What the heck is dBFS, true peak, RMS, integrated loudness and LUFS? Why do I need to know these strange appellations? Well, the studio is closed due to Covid-19 and we figured we would try and tell you a bit about what we strive towards with Audio Levels.

As a professional Mastering Engineer I thought I would share insights in to technical terms referring to audio levels and loudness. A customer might tell me: “we need a track with an integrated loudness of -23 LUFS, a dynamic range of ≤15 LU and a true peak of max -1 dBTP”. Even if you’ve been mastering audio for a few years you might be thinking: “huuuuuh…?”

By now you’ve probably heard about the loudness war, and we all know what it sounds like when audio “peaks”, “clips” or hits the “red zone”. So far so good. But in order to make your audio sound pleasant and meet industry requirements, you need to know a thing or two about setting your audio levels right, and how to approach loudness when creating audio. Here’s a fun video explaining what the loudness war does to audio in practice

All you need is LUFS?

Audio produced for a specific medium should always sound pleasant, dynamic and more or less “equal” in terms of perceived loudness. Unfortunately your basic DAW meters aren’t giving you the whole truth about your audio. These meters display audio in dBFS (decibels relative to full scale) and only tell you whether your audio signal is clipping or not. To judge actual loudness, our ears respond to average levels, not peak levels.

The new standard for measuring audio loudness is LUFS (loudness units relative to full scale). It was developed to enable normalisation of audio levels, and matches how our ears actually perceive sound. LUFS meters will also tell you the integrated loudness of your audio, which is similar to RMS (root mean square) but more truthful in terms of our hearing. RMS tells you the the average power of the signal, but LUFS integrated loudness is more accurate in terms of our perception of loudness.
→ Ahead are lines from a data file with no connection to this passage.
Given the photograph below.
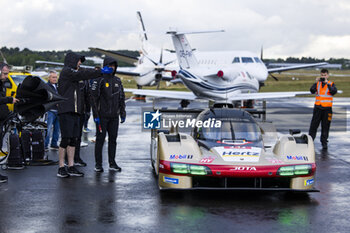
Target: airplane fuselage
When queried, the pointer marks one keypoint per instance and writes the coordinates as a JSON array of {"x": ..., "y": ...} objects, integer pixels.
[{"x": 234, "y": 81}]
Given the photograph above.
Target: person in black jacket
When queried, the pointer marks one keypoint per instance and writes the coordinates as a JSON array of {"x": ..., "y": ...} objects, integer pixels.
[
  {"x": 69, "y": 110},
  {"x": 4, "y": 111},
  {"x": 52, "y": 116},
  {"x": 108, "y": 107}
]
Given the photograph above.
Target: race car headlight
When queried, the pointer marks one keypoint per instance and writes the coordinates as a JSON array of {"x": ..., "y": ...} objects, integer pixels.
[
  {"x": 179, "y": 168},
  {"x": 189, "y": 169},
  {"x": 294, "y": 170}
]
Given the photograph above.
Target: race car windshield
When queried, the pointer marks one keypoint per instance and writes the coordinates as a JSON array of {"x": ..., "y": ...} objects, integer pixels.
[{"x": 233, "y": 130}]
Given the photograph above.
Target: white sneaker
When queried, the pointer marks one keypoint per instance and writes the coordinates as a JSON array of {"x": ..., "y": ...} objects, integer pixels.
[{"x": 83, "y": 144}]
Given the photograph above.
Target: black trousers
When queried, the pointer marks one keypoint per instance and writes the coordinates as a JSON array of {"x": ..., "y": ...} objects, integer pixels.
[
  {"x": 323, "y": 116},
  {"x": 110, "y": 126},
  {"x": 77, "y": 146}
]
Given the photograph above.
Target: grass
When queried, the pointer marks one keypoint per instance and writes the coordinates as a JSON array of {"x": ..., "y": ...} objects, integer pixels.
[{"x": 302, "y": 82}]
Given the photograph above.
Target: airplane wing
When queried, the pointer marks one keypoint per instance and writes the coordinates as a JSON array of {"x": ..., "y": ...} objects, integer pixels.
[
  {"x": 185, "y": 95},
  {"x": 268, "y": 95},
  {"x": 296, "y": 67},
  {"x": 118, "y": 56}
]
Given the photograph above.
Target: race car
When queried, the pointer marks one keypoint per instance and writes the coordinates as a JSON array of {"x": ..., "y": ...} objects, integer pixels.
[{"x": 240, "y": 153}]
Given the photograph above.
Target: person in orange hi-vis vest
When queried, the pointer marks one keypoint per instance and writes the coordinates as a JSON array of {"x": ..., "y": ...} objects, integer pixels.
[{"x": 324, "y": 90}]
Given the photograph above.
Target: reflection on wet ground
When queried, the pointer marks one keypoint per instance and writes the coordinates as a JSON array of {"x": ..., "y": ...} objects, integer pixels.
[{"x": 35, "y": 200}]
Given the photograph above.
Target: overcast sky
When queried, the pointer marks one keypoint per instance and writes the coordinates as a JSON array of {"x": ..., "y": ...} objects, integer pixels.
[{"x": 316, "y": 28}]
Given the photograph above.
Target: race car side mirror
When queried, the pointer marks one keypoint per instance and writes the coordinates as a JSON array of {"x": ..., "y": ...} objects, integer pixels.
[{"x": 294, "y": 131}]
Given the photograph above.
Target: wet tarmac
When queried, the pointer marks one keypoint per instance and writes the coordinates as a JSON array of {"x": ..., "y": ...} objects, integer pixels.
[{"x": 35, "y": 200}]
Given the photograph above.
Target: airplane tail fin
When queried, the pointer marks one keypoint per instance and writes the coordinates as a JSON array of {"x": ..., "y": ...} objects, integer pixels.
[
  {"x": 183, "y": 49},
  {"x": 143, "y": 34}
]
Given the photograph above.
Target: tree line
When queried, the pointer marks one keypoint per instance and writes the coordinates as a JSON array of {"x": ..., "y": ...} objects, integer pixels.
[{"x": 18, "y": 57}]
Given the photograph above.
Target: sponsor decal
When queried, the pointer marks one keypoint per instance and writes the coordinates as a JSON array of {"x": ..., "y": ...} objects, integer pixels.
[
  {"x": 170, "y": 180},
  {"x": 239, "y": 153},
  {"x": 181, "y": 157},
  {"x": 243, "y": 169},
  {"x": 296, "y": 157},
  {"x": 275, "y": 161},
  {"x": 309, "y": 182},
  {"x": 151, "y": 120},
  {"x": 210, "y": 123},
  {"x": 207, "y": 160}
]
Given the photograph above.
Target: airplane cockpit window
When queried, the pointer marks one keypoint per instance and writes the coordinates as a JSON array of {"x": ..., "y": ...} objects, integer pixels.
[
  {"x": 249, "y": 76},
  {"x": 247, "y": 60},
  {"x": 235, "y": 60},
  {"x": 257, "y": 60}
]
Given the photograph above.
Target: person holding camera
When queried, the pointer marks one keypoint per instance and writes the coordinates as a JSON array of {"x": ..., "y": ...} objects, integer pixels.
[
  {"x": 4, "y": 100},
  {"x": 325, "y": 90}
]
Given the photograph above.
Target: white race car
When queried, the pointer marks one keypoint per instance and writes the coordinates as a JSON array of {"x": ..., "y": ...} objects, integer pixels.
[{"x": 239, "y": 153}]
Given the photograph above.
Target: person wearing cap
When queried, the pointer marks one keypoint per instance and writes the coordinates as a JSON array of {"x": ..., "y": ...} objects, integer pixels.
[
  {"x": 70, "y": 109},
  {"x": 324, "y": 90},
  {"x": 108, "y": 109},
  {"x": 4, "y": 100}
]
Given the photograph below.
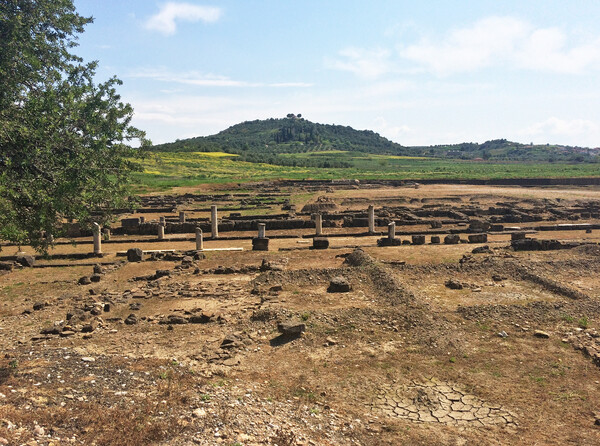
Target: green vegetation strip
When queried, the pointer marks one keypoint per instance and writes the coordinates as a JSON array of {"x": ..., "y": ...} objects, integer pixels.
[{"x": 164, "y": 170}]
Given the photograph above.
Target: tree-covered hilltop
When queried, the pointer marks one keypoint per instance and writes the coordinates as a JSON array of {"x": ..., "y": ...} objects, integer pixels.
[{"x": 269, "y": 140}]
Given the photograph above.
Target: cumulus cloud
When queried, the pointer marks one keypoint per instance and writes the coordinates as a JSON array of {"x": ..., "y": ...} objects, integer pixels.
[
  {"x": 563, "y": 127},
  {"x": 506, "y": 41},
  {"x": 367, "y": 64},
  {"x": 207, "y": 80},
  {"x": 165, "y": 21}
]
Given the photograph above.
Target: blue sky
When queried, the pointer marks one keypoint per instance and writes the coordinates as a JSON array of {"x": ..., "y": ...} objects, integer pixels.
[{"x": 419, "y": 73}]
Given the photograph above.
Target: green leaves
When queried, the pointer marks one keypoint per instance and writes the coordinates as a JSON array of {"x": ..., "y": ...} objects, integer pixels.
[{"x": 64, "y": 141}]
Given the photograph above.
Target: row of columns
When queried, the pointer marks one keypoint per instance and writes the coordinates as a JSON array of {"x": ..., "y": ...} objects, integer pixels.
[{"x": 215, "y": 229}]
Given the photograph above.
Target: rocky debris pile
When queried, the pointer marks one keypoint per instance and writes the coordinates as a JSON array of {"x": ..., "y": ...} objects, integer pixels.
[
  {"x": 531, "y": 244},
  {"x": 135, "y": 255},
  {"x": 482, "y": 250},
  {"x": 246, "y": 269},
  {"x": 195, "y": 316},
  {"x": 439, "y": 402},
  {"x": 358, "y": 258},
  {"x": 291, "y": 328},
  {"x": 585, "y": 340},
  {"x": 274, "y": 264},
  {"x": 323, "y": 204},
  {"x": 339, "y": 284},
  {"x": 454, "y": 284}
]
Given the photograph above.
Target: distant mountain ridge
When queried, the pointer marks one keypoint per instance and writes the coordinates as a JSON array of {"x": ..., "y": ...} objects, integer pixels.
[{"x": 265, "y": 140}]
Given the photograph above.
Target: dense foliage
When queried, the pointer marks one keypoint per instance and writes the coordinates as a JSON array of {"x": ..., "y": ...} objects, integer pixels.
[
  {"x": 65, "y": 142},
  {"x": 268, "y": 140}
]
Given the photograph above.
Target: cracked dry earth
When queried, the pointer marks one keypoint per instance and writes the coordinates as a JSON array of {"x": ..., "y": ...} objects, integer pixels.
[
  {"x": 194, "y": 357},
  {"x": 439, "y": 402}
]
The integrated loudness can be understood as the “overall” level of your audio. It’s also good to keep in mind that different meters serve different purposes. You will still need to use your dBFS meters to make sure your signals aren’t clipping.

How loud is loud enough when it comes to Mastering?

Your audio should always be loud enough. What this means varies depending on how noisy the environment is (imagine in-flight entertainment), what device you are using (e.g. an iPad with headphones on the bus), and what the intended end medium is (e.g. your home TV set or a movie theatre). Especially in broadcast media (TV, radio, etc.) there are standards that require the audio to have a strictly defined integrated loudness level, most commonly -23 LUFS. This is to ensure healthy sounding audio and to avoid those annoying dynamic bumps between commercials and programme audio.

Summing it up

When mixing to LUFS values, your mixes will sound more consistent. The dBFS scale only measures the electrical level of the sound. If you try mixing to a level of e.g. -15dBFS, your results will likely hit different LUFS levels every time and might end up sounding different.

If you don’t yet own a LUFS meter, remember to pay attention to your RMS readings. If your dBFS peak levels go higher than -3dB, you might be in trouble. As a rule of thumb when sending your music to us – when we open again – aim for RMS readings around -18dBFS and -14dBFS. You should be OK then.